The x-axis of the graphs represents the actual revenue for a sample of companies while the y-axis represents our model’s predicted revenue for those companies. As you can see, the predictions are much more accurate with the addition of the practitioner data. Additionally, the model trained on the practitioner and non-practitioner data is much more generalizable, meaning that insights can be extrapolated to companies beyond this dataset. For this model, 80% of the predictive power comes from the variables that are the most difficult to get.

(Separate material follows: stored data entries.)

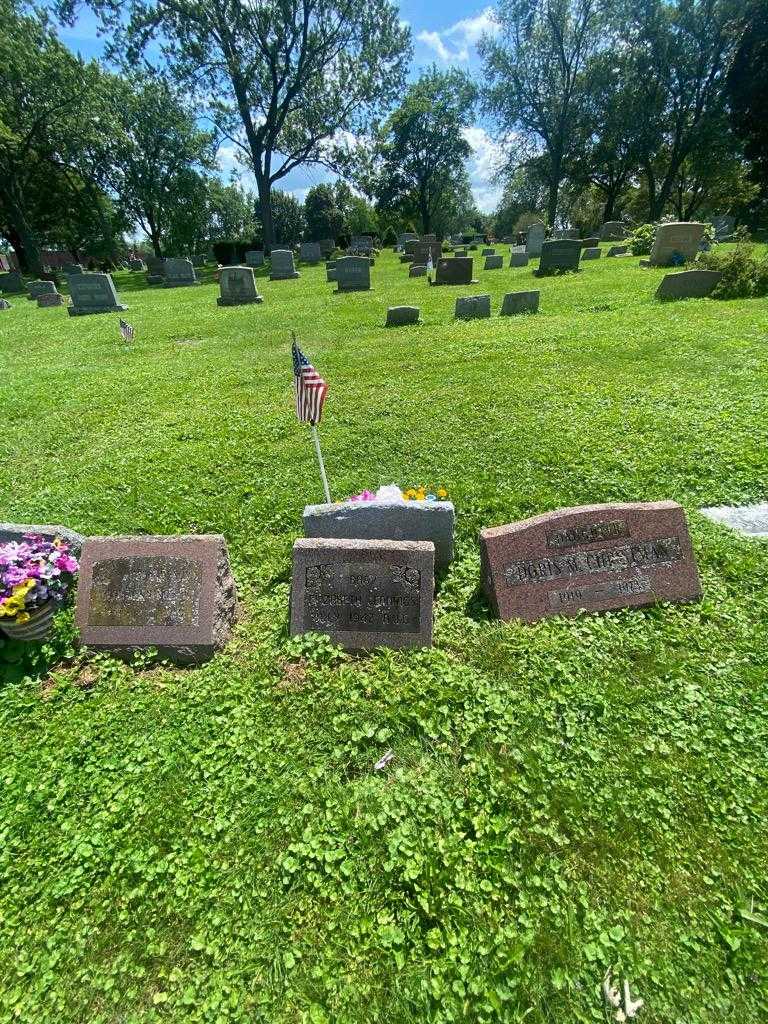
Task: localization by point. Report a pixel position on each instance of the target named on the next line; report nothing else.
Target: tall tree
(286, 215)
(541, 81)
(51, 117)
(679, 52)
(300, 73)
(159, 152)
(421, 148)
(747, 88)
(325, 218)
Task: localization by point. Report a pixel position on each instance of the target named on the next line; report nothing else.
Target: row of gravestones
(365, 574)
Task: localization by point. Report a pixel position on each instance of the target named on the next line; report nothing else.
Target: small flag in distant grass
(310, 388)
(310, 395)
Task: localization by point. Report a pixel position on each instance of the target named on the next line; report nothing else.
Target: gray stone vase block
(386, 521)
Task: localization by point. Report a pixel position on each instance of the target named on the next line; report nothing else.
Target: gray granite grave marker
(283, 268)
(401, 315)
(558, 256)
(93, 293)
(11, 283)
(472, 306)
(595, 557)
(310, 252)
(675, 241)
(238, 287)
(519, 302)
(455, 270)
(364, 594)
(613, 230)
(535, 239)
(179, 272)
(353, 273)
(382, 520)
(38, 288)
(688, 285)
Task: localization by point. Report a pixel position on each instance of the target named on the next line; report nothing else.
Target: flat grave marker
(173, 593)
(353, 273)
(519, 302)
(310, 252)
(688, 285)
(364, 594)
(596, 558)
(455, 270)
(559, 256)
(401, 316)
(38, 288)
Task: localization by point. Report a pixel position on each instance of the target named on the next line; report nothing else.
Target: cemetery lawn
(213, 845)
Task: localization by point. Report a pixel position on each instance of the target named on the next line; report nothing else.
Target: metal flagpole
(322, 465)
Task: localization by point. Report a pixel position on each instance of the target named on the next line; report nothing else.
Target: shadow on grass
(477, 607)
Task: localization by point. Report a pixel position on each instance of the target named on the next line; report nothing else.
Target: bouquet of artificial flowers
(391, 493)
(33, 572)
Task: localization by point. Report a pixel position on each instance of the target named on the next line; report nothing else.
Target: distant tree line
(603, 109)
(625, 108)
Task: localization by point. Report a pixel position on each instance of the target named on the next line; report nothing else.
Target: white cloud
(469, 30)
(461, 36)
(487, 157)
(434, 42)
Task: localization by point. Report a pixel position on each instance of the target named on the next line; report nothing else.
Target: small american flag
(310, 388)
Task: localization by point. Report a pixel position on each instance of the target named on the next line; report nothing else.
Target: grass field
(214, 845)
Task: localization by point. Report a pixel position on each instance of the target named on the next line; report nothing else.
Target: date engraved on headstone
(363, 596)
(585, 597)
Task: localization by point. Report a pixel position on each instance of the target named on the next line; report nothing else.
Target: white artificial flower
(389, 493)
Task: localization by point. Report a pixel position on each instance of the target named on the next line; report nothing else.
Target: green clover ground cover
(215, 846)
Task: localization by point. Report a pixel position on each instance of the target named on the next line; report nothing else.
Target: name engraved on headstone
(363, 596)
(364, 593)
(145, 591)
(653, 552)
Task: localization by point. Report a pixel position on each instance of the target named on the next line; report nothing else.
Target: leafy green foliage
(641, 240)
(744, 273)
(214, 846)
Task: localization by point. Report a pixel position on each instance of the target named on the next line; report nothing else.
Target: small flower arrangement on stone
(36, 576)
(391, 493)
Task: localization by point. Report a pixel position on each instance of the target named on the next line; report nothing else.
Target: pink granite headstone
(595, 557)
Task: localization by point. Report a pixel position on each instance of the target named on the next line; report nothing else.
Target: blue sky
(444, 34)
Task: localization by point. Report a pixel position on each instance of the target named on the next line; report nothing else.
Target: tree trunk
(30, 257)
(265, 203)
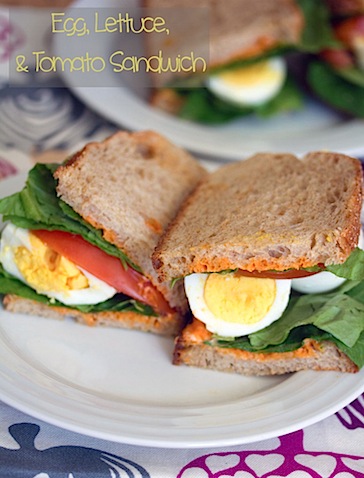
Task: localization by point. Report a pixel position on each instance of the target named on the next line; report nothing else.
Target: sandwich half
(247, 71)
(79, 237)
(256, 54)
(270, 252)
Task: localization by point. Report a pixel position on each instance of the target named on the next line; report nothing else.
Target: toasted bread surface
(169, 325)
(270, 212)
(191, 349)
(131, 186)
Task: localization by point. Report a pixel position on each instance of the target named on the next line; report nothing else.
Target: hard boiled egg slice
(322, 281)
(250, 85)
(27, 258)
(232, 305)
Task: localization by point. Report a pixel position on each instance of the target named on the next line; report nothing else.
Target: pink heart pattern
(288, 460)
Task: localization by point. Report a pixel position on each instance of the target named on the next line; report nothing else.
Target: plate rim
(203, 139)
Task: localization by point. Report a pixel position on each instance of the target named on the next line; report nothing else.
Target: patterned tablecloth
(43, 123)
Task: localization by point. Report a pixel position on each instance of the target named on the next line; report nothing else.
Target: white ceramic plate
(120, 385)
(313, 128)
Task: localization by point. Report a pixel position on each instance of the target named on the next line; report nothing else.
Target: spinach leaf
(337, 316)
(118, 303)
(202, 106)
(335, 90)
(317, 33)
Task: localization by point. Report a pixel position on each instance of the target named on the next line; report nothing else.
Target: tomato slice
(105, 267)
(289, 274)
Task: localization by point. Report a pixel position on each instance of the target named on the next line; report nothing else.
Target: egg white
(322, 281)
(194, 287)
(248, 91)
(14, 237)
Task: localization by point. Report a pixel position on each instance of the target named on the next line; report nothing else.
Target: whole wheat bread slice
(191, 349)
(270, 212)
(131, 186)
(169, 325)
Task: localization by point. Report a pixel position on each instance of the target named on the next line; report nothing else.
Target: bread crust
(269, 212)
(191, 349)
(169, 325)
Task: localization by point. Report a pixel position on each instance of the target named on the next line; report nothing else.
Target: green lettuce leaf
(118, 303)
(353, 75)
(202, 106)
(335, 90)
(38, 207)
(337, 316)
(317, 33)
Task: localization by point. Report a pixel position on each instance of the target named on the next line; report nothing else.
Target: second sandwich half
(79, 236)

Built for an omnichannel world
With the rise of the internet, customers now have more purchase channels available than ever before. Consider a product like shampoo. Today’s consumer can buy shampoo at their local beauty store, order shampoo through grocery delivery apps, buy it through online retailers, purchase it directly from a brand’s website, or several other channels.
A wealth of important data on a brand is still created in the “real world.” The stores where a product is sold, the number of products (or SKUs) a brand produces, the price points of the SKUs, its packaging and product positioning, the ingredients of a product, and the sales velocity are all indicators vitally important to understanding a brand’s performance and potential.
But recently, the online data about a brand has become equally important. A brand’s positioning, its presence on social media, the way consumers are talking about it and reviewing it, the presence or absence of online sales channels are all meaningful indicators that are also important to understand.
Linking these offline and online data points is not an easy task, but it is critical for a holistic understanding of the consumer landscape. If two different sources refer to the same product in different ways, it is difficult but essential to recognize that these two products are the same. We’ve devoted significant resources to solving this problem, known as entity resolution, at scale and have spent large amounts of time in normalizing data in order to link all the information on a brand that we think is meaningful in a seamless way that lends itself to analysis.
How Helio helps CircleUp
We track and evaluate almost every consumer and retail company in North America. Helio proactively finds new companies every day across an array of sources. We don’t use “lists” of companies- the algorithms find new ones. The data that Helio collects on each of those companies feed into our predictive, interpretable models, which evaluate companies on dimensions that are aligned with how investors evaluate consumer and retail, but our models are driven by facts instead of opinion. Rather than only developing investment themes and seeking companies aligned with those themes, we apply empirical data science to identify companies and segments of the market that have significant growth opportunity. We’ve found that most investment firms use hypotheses that haven’t been tested empirically, but with Helio we are able to use empirical evidence and statistically-identified patterns.
Helio allows us to identify a company’s strengths and opportunity areas in a way that is easily understandable by humans. The interpretability of the algorithms allow us to expand into prescriptive analytics to prescribe actions that can increase a company’s probability of success across a range of different areas.
Helio has countless use cases – it can be used by investors, retailers, branding firms, data providers and of course, the entrepreneurs themselves. Internally at CircleUp, Helio empowers our marketplace, our credit platform and our equity funds. Helio isn’t perfect, but perfection isn’t our goal. Our goal is to build a technology that can help entrepreneurs to thrive by providing the capital and resources they need. We are enormously proud of the progress we’ve made on Helio and excited by the direction we’re heading.